Thursday, 4 August 2011

Recipes - Veggie-ful Soup

Want a great, hearty, veggie packed soup for the whole family?  Look no further!  A great way to pack more veggies into your kids diet and a healthy lunch option for the whole family.  Freeze leftovers for up to three months and reheat for a quick dinner.

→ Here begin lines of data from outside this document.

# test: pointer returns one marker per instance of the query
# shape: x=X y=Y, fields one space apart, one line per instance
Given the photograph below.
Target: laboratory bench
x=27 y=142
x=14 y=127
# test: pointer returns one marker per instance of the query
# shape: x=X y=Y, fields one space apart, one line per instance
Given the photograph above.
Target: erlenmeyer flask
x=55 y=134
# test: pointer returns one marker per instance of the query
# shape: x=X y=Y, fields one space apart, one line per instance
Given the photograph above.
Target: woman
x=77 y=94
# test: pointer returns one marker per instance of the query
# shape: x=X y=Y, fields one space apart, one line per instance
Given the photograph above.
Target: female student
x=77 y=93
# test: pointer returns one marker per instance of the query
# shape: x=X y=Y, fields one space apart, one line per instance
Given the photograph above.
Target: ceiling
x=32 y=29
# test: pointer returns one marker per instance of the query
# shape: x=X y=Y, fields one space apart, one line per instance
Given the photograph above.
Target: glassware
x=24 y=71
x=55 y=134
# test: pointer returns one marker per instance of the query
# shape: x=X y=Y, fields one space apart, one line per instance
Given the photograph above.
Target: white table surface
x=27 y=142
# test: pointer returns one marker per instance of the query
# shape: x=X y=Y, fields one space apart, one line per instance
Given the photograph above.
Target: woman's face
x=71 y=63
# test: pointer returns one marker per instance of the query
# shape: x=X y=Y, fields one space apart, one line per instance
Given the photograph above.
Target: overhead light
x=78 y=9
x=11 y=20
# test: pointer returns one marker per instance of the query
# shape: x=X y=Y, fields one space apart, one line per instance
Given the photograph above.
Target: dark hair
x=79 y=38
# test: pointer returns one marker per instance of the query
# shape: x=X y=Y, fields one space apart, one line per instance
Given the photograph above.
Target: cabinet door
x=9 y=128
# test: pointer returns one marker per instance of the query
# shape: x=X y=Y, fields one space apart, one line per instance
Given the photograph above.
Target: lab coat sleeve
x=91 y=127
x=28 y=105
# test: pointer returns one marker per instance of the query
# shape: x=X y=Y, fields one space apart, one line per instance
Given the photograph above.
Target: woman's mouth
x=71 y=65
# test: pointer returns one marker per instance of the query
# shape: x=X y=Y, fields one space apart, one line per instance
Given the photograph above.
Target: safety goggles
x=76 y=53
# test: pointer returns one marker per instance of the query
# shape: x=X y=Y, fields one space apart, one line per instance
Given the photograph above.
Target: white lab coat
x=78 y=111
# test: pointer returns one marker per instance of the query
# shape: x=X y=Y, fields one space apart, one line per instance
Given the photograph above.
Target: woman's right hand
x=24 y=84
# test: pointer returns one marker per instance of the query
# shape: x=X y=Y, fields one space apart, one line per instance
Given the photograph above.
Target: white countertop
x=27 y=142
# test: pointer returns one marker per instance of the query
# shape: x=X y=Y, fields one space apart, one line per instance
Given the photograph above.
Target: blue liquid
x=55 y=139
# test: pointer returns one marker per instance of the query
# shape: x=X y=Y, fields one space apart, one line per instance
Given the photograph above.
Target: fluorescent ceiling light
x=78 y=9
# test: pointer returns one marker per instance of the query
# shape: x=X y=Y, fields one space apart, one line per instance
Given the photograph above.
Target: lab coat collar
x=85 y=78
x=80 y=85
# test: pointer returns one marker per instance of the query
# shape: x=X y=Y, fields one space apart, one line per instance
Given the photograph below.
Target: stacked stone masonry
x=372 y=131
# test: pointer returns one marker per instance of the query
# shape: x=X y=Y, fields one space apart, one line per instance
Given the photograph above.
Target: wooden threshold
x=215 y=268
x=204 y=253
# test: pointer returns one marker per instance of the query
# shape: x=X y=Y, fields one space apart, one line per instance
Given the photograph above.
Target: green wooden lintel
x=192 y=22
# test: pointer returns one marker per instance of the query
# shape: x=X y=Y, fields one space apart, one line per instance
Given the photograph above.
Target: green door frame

2 x cloves garlic, finely chopped
2 x brown onions, finely chopped
2 x carrots, finely chopped
2 x zucchini, finely chopped
4 x celery stalks, finely chopped
1 x leek, finely chopped
1/2 butternut pumpkin, peeled and chopped
1 x small sweet potato, peeled and chopped
2-3 potatoes, peeled and chopped
1 x parsnip, peeled and chopped
1/2 cabbage, chopped
1 x broccoli, cut into florets
1/2 cauliflower, cut into florets
2 tbs tomato paste
1 tsp sugar
2 x 400g tin tomatoes
1 x 400g tin chickpeas
1 x 400g tin lentils
1 x 400g tin red kidney beans
1 x 400g tin butter beans/white beans
200g short pasta, eg. shells, spirals, elbows etc
vegetable stock and water (amount varies)
salt and pepper to season

Step 1 - Heat oil on medium heat in a very large pot (approx. 10 L).  Add garlic, onion, carrot, zucchini, celery and leek and fry until veggies are soft, this can take up to ten minutes.  Add tomato paste and sugar and fry off for 2-3 minutes.
Step 2 - Reduce heat and add tin tomatoes, potato, pumpkin, sweet potato, parsnip cabbage, broccoli and cauliflower.  Add a few cups of stock and water, until the liquid is almost covering all the vegetables.  Put the lid on and slowly simmer for 4-6 hours, stirring periodically.
Step 3 - With about half an hour to go, add chickpeas, lentils, beans and pasta.  You may need to add a little more water at this stage to help the pasta cook through. 
Step 4 - Serve with a sprinkling of parmesan cheese or a few pieces of gbejniet, a lemon cheek and some fresh sourdough or pane di casa. 

1 comment:

  1. Wow ..... I'm sitting here with a full stomach, and that pic is making my mouth water! It looks so inviting.